Wajah kontrolir Haga tampak makin marah. Dia lalu memanggil tiga kapala jaga di kampung itu.
“Kapala jaga! Bawa orang-orang ini ke Menado dan awasi mereka,” perintah kontrolir Haga.
Mereka lalu berkata kepada para kapala jaga itu, “Kami akan pulang dulu untuk memberitahu istri kami, bahwa kami akan pergi ke Menado selama sebulan. Kami juga akan mengambil pakaian kami.”
Wartawan surat kabar Java-Bode menulis kejadian pagi itu secara detil dengan merekam ucapan-ucapan para saksi mata. Laporan ini dimuat pada edisi 26 November 1879.
Tanam paksa kopi di Minahasa dimulai tahun 1822. Kebun-kebun kopi kebanyakan terdapat di dataran tinggi. Dua kota pelabuhan penting, yaitu Manado dan Kema jadi tempat berlabuhnya kapal-kapal mengangkut kopi-kopi untuk dipasarkan. Jalan-jalan penghubung antara kampung dan kota-kota pelabuhan dibuat untuk memperlancar tanam paksa kopi. Warga pribumi terutama yang dibebankan untuk bekerja membuat jalan.
Kontrolir Haga ditempatkan di Kema dalam rangka menjalankan tugas untuk mendukung tanam paksa kopi tersebut. Ketika ditempatkan di Kema ia mendapati ada banyak orang yang tidak mau menjalani kewajiban mereka bekerja. Ia lalu melakukan pendataan dan menemukan ada 40 warga Borgo Kema yang mestinya menanggung kewajiban bekerja. Di antaranya tiga belas orang yang dia panggil pagi itu. Demikian dilaporkan wartawan Java-Bode.

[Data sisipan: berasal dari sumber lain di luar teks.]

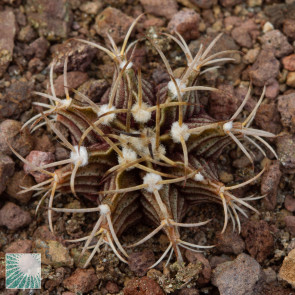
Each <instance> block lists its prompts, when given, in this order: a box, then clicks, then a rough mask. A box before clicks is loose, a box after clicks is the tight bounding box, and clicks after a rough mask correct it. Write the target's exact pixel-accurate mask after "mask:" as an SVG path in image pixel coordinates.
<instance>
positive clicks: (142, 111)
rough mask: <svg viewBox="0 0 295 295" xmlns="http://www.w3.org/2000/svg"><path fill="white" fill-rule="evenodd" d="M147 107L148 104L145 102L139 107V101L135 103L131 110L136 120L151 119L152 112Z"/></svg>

Tiga kapala jaga itu percaya dengan ucapan Hendrikus Zacharias dan kawan-kawannya. Ketiganya lalu ke pasar dan menunggu mereka di sana. Beberapa lama menunggu, orang-orang itu tidak muncul. Lalu mereka akhirnya melaporkan hal itu kepada kontrolir Haga. Mendengar laporan para kapala jaga, kontrolir Haga menjadi marah besar. Bersama ketiga kapala jaga, kontrolir Haga pergi menyusul ke rumah mereka. Sasaran pertama adalah rumah Hendrikus Zacharias yang dianggap sebagai pemimpin para ‘pembangkang’ itu.
Hari mulai siang ketika kontrolir Haga dan para kapala jaga menuju ke rumah Hendrikus Zacharias. Di perjalanan, mereka bertemu kepala kampung (wijkmeester) letter A, W.C. van Daim dan menanyakan alamat rumah Hendrikus Zacharias. Kepala kampung menjawab dan mengantar kontrolir Haga, tiga kapala jaga dan opas menuju ke rumah Hendrikus Zacharias.
Ketika tiba di halaman rumah yang dituju mereka melihat Hendrikus Zacharias sedang duduk di kursi. Kontrolir Haga masuk dan kini berdiri berhadapan dengan Hendrikus Zacharias.
“Silakan duduk, tuan,” kata Hendrikus Zacharias sambil mengambil kursi lain dan mempersilakan tuan kontrolir duduk.
Tetapi kontrolir Haga tidak mau duduk. Ia sedang marah besar.
“Apakah kamu tidak mau mengikuti?” Tanya kontrolir Haga.
“Seperti yang saya katakan tadi di rumah tuan. Sekalipun saya ditembak peluru, saya tidak mau,” balas Hendrikus Zacharias.
Mendengar jawaban itu, kontrolir Haga menjadi makin marah. Ia lalu menarik lengan Hendrikus Zacharias dan menyerahkannya kepada para kapala jaga serta opas yang sedang berjaga-jaga di situ.
Hendrikus Zacharias tiba-tiba berontak. “Dia mengambil peda (di Jawa disebut parang) yang ada di dekatnya lalu menebas kepala kontrolir Haga. Ketika kontrolir berusaha menangkis, Hendrikus melakukan pukulan susulan secara telak,” tulis koresponden Soerabaijasch Handelsblad, surat kabar lain yang memberitakan peristiwa itu pada edisi 4 November 1879.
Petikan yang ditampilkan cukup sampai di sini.